SSEの機能を強化したものにSSE2やSSE3、SSSE3 (Supplemental Streaming SIMD Extensions 3) がある。また、SSEは他社製品にも採用されている。
目次 |
[編集] 歴史
- 1999年 2月: インテルがSSE搭載のPentium III プロセッサを発表。
- 2000年 11月: インテルがSSE2搭載のPentium 4 プロセッサを発表。
- 2004年 2月: インテルがSSE3搭載のPentium 4 プロセッサを発表。
- 2006年 6月: インテルがSSSE3搭載のXeon 5100 プロセッサを発表。
- 2006年 7月: インテルがSSSE3搭載のIntel Core 2 プロセッサを発表。
[編集] SSE
SSEは、MMX テクノロジに70個の命令を追加することで、その弱点であった浮動小数点演算の高速化を実現した。具体的には新設された8本の128bitレジスタに32bit単精度浮動小数点データ4個を格納し、同時に演算できるようにしたものである。
Pentium III にはじめて実装された。Pentium III の開発コードネームが Katmai であったことから、KNI (Katmai New Instructions) やMMX2とも呼ばれていた。廉価製品のCeleronにおいても、その第三世代製品 Coppermine-128k よりSSEに対応している。

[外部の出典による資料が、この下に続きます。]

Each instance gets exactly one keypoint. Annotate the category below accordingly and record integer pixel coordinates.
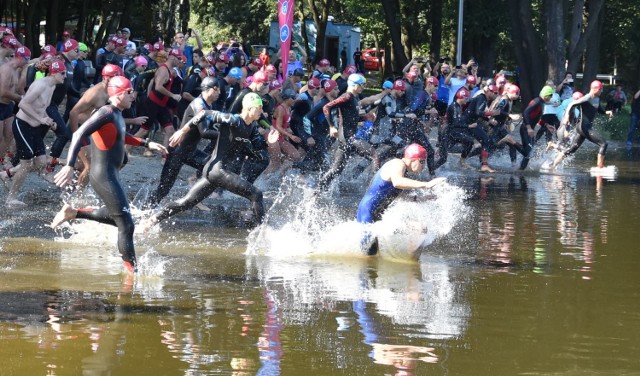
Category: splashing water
(300, 224)
(98, 238)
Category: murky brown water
(540, 278)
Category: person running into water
(30, 126)
(187, 152)
(239, 137)
(107, 130)
(584, 126)
(387, 183)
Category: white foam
(299, 224)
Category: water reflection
(552, 265)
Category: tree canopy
(541, 39)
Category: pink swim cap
(415, 151)
(140, 61)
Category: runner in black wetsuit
(252, 166)
(475, 116)
(349, 108)
(238, 138)
(455, 130)
(315, 125)
(584, 130)
(187, 151)
(500, 123)
(530, 117)
(107, 130)
(64, 90)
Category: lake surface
(537, 274)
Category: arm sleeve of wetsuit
(389, 108)
(225, 118)
(419, 103)
(526, 114)
(101, 117)
(308, 119)
(257, 141)
(344, 98)
(481, 108)
(130, 139)
(211, 132)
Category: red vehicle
(373, 58)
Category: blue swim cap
(236, 73)
(356, 79)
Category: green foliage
(616, 128)
(221, 19)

AMD社によるSIMD拡張命令セット、3DNow! プロフェッショナル・テクノロジは、SSEと互換性がある。
[編集] SSE2
SSE2は従来のSSEに144個の新たな命令が加えられ、一度に扱えるデータの数も増加した。具体的には64ビットの倍精度浮動小数点データ及び整数演算の追加、キャッシュの制御機能の強化がなされた。
SSE2はPentium4で初めて実装された。
AMD社のAMD64アーキテクチャには、SSE,SSE2が必須となっている。
[編集] SSE3
SSE3はSSE2に13個の新たな命令が加えられた。具体的にはメモリアクセス及び複素数計算の高速化、仮想CPUのスレッドの動作制御などの機能が搭載され、主に動画圧縮の処理が向上した。

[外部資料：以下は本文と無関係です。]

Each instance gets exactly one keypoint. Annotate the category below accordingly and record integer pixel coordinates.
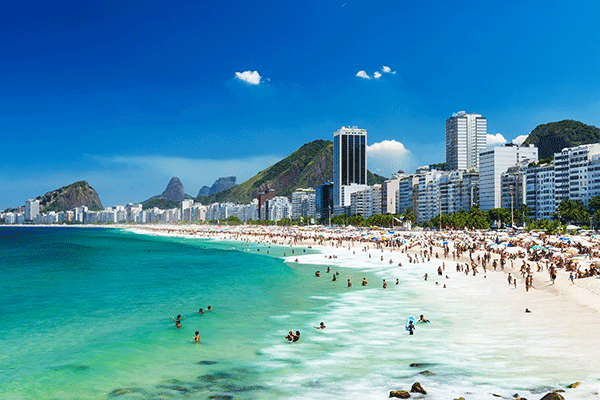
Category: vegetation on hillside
(373, 178)
(163, 204)
(68, 197)
(553, 137)
(309, 166)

SSE3と名付けられる前はPNI(Prescott New Instructions)という名称があった。PNIはその名称を示すとおり、Pentium4のPrescottコアで初めて実装された。
[編集] SSSE3
SSSE3はSSE3に32個の新たな命令が加えられた。 Coreマイクロアーキテクチャベースのマイクロプロセッサで初めて実装された。
SSSE3と名付けられる前はMNI(Merom New Instructions; 旧称Tejas New Instructions)という名称があった。登場当初はSSE4と呼ばれると一般的には思われていた。